(Here's the giveaway.)
You may or may not know that the term 'Ordinary Time' comes from the church liturgical calendar. It is the time of year when it is not Christmas or Easter or Advent or Lent or Pentecost, but all those in between times. The holidays are special and help us to remember important things, but Ordinary Time is holy as well. My blog is thus called to remind me of this fact. The ordinary is important. If we live only for the special we miss out on a lot of life.
Remembering the importance of the ordinary helps us to pay attention to it. Without consciously thinking about our daily lives it is so easy to lose track of the small moments in the midst of our busy-ness. And it doesn't have to be business outside the home, we can become too busy with our to-do lists inside the home as well. Our lists of 'ought to' start to take center stage and push aside the truly important: the people in our lives.
Because that is why we work at making a home, keeping it clean and tidy, cooking good food, ensuring all are clothed, isn't it? Because of the people in the house whom we love. Isn't it?
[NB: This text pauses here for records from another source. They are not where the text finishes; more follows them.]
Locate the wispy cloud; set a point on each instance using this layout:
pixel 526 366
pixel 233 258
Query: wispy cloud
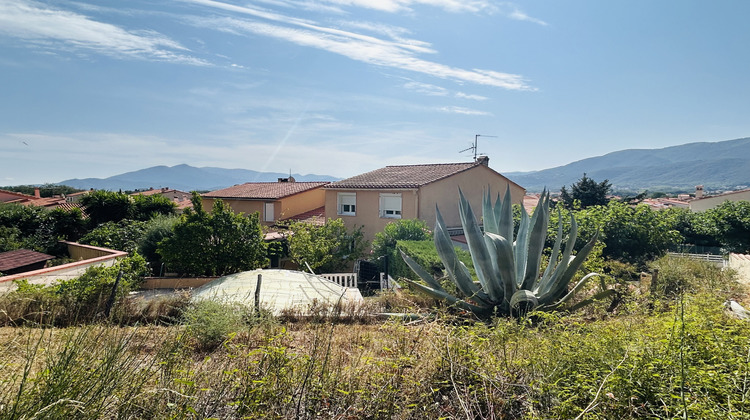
pixel 359 47
pixel 473 6
pixel 464 111
pixel 513 12
pixel 53 29
pixel 426 89
pixel 462 95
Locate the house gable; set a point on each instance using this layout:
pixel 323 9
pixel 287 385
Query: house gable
pixel 420 188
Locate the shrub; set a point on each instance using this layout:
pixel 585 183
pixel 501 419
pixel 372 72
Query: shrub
pixel 211 322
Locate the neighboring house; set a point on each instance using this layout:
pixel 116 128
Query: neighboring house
pixel 706 203
pixel 274 201
pixel 374 199
pixel 22 260
pixel 76 197
pixel 181 198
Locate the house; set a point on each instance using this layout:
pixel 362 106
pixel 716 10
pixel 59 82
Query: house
pixel 22 260
pixel 373 199
pixel 275 201
pixel 703 203
pixel 15 197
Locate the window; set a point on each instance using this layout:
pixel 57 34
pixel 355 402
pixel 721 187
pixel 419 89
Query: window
pixel 268 215
pixel 390 206
pixel 347 204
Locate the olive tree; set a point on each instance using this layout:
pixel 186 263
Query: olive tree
pixel 216 243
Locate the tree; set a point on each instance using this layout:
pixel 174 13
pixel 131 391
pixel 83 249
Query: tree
pixel 108 206
pixel 37 228
pixel 122 235
pixel 384 244
pixel 325 248
pixel 630 234
pixel 587 192
pixel 731 225
pixel 216 243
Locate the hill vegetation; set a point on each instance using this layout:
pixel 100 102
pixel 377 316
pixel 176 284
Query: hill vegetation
pixel 185 178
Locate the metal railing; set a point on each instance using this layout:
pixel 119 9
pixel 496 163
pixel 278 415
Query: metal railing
pixel 342 279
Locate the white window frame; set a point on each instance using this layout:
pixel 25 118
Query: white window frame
pixel 268 212
pixel 390 205
pixel 346 204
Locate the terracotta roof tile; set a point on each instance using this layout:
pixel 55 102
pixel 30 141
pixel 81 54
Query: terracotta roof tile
pixel 403 176
pixel 21 258
pixel 315 216
pixel 264 190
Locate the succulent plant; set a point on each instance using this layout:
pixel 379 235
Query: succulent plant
pixel 508 271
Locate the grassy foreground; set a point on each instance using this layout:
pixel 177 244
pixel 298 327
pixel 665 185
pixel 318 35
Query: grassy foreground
pixel 672 353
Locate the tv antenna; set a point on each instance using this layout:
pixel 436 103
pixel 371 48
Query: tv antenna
pixel 474 147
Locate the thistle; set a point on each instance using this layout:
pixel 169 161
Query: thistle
pixel 508 271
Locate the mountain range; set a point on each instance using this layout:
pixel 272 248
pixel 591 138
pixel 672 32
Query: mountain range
pixel 185 178
pixel 723 165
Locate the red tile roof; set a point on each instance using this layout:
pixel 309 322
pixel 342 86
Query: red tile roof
pixel 315 216
pixel 156 191
pixel 403 176
pixel 264 190
pixel 21 258
pixel 14 197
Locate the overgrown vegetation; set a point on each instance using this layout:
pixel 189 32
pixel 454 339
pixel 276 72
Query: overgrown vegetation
pixel 668 353
pixel 78 300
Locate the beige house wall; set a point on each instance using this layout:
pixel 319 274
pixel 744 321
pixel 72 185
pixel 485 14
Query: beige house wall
pixel 472 183
pixel 368 209
pixel 282 208
pixel 420 204
pixel 300 203
pixel 707 203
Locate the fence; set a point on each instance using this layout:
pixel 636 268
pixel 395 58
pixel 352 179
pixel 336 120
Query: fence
pixel 342 279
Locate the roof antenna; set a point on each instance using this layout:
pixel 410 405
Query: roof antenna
pixel 474 147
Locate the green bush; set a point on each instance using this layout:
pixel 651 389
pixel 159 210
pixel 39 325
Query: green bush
pixel 211 322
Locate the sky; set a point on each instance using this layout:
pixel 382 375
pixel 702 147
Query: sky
pixel 342 87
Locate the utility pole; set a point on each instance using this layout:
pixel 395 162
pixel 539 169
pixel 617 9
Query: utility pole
pixel 474 147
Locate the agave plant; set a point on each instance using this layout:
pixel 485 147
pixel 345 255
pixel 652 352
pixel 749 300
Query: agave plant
pixel 508 271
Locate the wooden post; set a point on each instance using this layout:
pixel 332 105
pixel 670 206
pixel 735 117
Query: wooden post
pixel 257 294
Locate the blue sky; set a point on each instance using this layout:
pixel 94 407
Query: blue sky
pixel 341 87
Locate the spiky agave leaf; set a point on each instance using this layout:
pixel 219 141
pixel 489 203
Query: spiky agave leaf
pixel 442 295
pixel 503 260
pixel 457 272
pixel 535 243
pixel 559 284
pixel 480 255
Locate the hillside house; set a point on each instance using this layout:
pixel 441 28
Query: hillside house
pixel 274 201
pixel 15 197
pixel 704 203
pixel 22 260
pixel 373 199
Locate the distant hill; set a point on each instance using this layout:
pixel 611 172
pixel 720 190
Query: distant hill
pixel 185 178
pixel 723 165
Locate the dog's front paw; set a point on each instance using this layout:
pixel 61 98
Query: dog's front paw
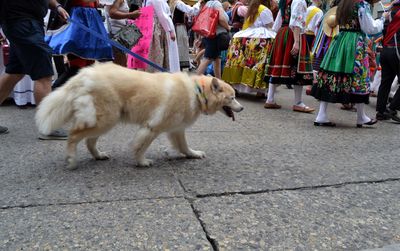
pixel 71 163
pixel 145 162
pixel 102 156
pixel 196 154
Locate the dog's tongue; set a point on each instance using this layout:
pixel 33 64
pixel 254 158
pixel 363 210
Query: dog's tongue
pixel 229 112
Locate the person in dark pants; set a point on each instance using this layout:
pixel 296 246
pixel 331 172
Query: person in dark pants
pixel 22 23
pixel 390 62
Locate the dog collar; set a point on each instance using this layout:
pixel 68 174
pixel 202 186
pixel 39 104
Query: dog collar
pixel 202 97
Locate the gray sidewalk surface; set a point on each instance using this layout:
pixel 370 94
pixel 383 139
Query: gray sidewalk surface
pixel 271 181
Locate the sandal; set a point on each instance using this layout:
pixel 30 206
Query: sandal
pixel 371 122
pixel 327 124
pixel 304 109
pixel 272 106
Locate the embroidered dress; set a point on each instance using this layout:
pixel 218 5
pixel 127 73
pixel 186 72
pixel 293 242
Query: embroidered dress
pixel 344 76
pixel 163 51
pixel 248 53
pixel 320 47
pixel 178 18
pixel 71 39
pixel 283 68
pixel 313 19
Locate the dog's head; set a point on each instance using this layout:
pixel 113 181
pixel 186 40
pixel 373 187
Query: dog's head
pixel 219 96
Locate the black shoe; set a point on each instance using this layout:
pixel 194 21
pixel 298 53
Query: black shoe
pixel 371 122
pixel 381 116
pixel 3 130
pixel 328 124
pixel 392 114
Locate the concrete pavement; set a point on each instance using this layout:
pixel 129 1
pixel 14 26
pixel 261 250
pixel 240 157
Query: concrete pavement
pixel 271 181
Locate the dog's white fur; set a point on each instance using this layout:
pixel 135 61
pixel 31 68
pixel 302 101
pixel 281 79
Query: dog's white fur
pixel 100 96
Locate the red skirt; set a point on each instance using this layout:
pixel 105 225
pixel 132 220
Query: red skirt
pixel 283 67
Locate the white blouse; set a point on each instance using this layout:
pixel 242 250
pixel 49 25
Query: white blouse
pixel 315 20
pixel 367 22
pixel 189 10
pixel 297 16
pixel 264 19
pixel 163 14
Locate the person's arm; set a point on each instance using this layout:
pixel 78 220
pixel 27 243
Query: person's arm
pixel 278 22
pixel 54 5
pixel 297 23
pixel 164 18
pixel 222 20
pixel 115 13
pixel 367 22
pixel 242 11
pixel 298 15
pixel 266 18
pixel 296 44
pixel 189 10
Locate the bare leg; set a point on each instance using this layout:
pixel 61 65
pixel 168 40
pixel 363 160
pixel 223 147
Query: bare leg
pixel 42 89
pixel 144 137
pixel 91 145
pixel 178 141
pixel 217 68
pixel 7 84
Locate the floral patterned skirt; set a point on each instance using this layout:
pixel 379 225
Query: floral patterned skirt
pixel 284 68
pixel 246 61
pixel 343 76
pixel 158 52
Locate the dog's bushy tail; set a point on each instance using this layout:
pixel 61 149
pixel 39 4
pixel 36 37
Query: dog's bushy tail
pixel 54 111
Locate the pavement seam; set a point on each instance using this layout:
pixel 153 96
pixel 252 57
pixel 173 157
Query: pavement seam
pixel 189 198
pixel 295 188
pixel 88 202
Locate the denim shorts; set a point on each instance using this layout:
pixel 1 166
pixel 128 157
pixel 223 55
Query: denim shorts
pixel 211 48
pixel 29 53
I don't know about you, but it is so easy for me to forget this simple fact. The reason I have a to-do list is because I care about the people in my life and want to take care of them. It's when the doing for people takes precedence over being with people that things go wrong.
So I try to remember that it is the everyday moments that will form the bulk of my children's memories of their childhood. I try to remember that not only does keeping up with the laundry mean that the job feels easier but also makes the process of getting dressed easier for my children. I try to remember that while a clean and picked-up home is nice the real reason is that it is more comfortable for my family and guests. I try to remember that healthy home-cooked food not only feeds the body but nourishes the souls of my family as well. If I focus on the people behind the task not only does it make the work seem lighter but it gives purpose to the work.
It's just the same as I tell my children (often): it's people that are important, not things. But for mothers and homemakers we often need to add: it's the people that are important not things or items crossed off a to-do list.